Dozer Sat 06-Aug-16 07:27:46

Yes, he should sort out his business to earn much more oe get a job! Or you should consider leaving.

Even if he was excellent at parenting/domestics, which isn't the case, both partners need to be content with a parent SaH. many people don't want this.

pearlylum Sat 06-Aug-16 07:32:32

MammouthTask I agree. i was (and still am) self employed when my children were infants, I too was earning a similar amount, but I did pretty much all the housework and child care too as my OH worked very long hours and was often away for weeks on end.

lkm055 Sat 06-Aug-16 07:38:16

Part time wages would see us thorough I think. Enough to cover the bills. Our parents will cover any childcare when I go back to work so we will have 2 wages.
I do feel burdened by the overall responsibility for everyone.
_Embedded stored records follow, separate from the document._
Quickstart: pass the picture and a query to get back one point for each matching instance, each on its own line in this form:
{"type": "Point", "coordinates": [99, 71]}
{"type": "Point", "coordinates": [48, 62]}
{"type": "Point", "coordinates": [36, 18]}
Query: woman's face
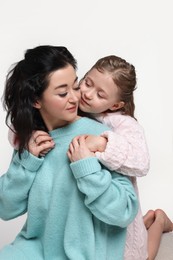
{"type": "Point", "coordinates": [98, 93]}
{"type": "Point", "coordinates": [59, 103]}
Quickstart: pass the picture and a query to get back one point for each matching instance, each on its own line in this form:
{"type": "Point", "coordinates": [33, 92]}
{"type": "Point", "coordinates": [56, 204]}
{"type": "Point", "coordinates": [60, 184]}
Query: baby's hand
{"type": "Point", "coordinates": [78, 149]}
{"type": "Point", "coordinates": [40, 143]}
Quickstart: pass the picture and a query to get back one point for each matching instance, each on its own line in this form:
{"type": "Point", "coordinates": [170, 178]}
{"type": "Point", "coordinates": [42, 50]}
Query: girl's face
{"type": "Point", "coordinates": [59, 103]}
{"type": "Point", "coordinates": [99, 93]}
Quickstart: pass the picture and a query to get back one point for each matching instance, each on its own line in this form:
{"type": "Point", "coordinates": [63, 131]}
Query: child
{"type": "Point", "coordinates": [75, 210]}
{"type": "Point", "coordinates": [107, 95]}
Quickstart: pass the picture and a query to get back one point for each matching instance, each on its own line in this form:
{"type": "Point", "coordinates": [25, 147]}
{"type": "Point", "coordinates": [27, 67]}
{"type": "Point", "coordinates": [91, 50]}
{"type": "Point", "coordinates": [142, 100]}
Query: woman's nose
{"type": "Point", "coordinates": [88, 95]}
{"type": "Point", "coordinates": [74, 96]}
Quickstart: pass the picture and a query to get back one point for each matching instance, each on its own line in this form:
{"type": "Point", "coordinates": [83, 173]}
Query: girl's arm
{"type": "Point", "coordinates": [15, 184]}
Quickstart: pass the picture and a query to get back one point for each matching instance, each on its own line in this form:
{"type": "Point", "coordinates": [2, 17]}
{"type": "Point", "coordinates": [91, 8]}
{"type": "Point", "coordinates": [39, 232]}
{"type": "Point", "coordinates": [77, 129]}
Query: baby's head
{"type": "Point", "coordinates": [108, 87]}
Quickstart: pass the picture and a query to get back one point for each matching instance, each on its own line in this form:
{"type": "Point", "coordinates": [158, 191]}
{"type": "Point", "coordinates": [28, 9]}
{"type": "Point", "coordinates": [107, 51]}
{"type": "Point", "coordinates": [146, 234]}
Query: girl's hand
{"type": "Point", "coordinates": [78, 149]}
{"type": "Point", "coordinates": [40, 143]}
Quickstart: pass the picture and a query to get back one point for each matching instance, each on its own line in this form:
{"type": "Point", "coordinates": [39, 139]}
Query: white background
{"type": "Point", "coordinates": [140, 32]}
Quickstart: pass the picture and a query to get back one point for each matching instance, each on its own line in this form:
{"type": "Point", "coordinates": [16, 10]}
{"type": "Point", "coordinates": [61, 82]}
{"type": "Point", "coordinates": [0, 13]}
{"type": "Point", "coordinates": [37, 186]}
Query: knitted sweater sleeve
{"type": "Point", "coordinates": [109, 196]}
{"type": "Point", "coordinates": [15, 185]}
{"type": "Point", "coordinates": [126, 149]}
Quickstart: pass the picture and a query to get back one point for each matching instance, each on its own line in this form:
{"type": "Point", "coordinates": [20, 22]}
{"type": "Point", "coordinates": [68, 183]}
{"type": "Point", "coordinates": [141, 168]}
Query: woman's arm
{"type": "Point", "coordinates": [109, 195]}
{"type": "Point", "coordinates": [15, 184]}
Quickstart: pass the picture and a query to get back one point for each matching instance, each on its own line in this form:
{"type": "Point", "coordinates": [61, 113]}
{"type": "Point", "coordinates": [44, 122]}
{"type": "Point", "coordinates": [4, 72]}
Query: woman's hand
{"type": "Point", "coordinates": [96, 143]}
{"type": "Point", "coordinates": [40, 143]}
{"type": "Point", "coordinates": [78, 149]}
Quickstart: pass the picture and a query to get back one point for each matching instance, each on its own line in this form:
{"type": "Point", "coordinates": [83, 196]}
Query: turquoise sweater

I wish I could hand over the money side and know we were taken care of.

StealthPolarBear Sat 06-Aug-16 07:47:21

What do you mean by "hand over the money side"?

OneArt Sat 06-Aug-16 07:49:24

He needs to either get a job or be a proper SAHD without you bailing him out. Surely he can see that you can't carry on like this?

lkm055 Sat 06-Aug-16 07:52:37

I mean not check digital banking everyday to make sure the bills will be paid when he never does.

lkm055 Sat 06-Aug-16 07:53:00

Yes, he does see. But nothing changes.

StealthPolarBear Sat 06-Aug-16 07:56:03

I'm sorry I'm maybe going after a line that doesn't need exploring but why do you need to check every day?
Do you want to hand over responsibility for earning or for managing the money? Or just to share it?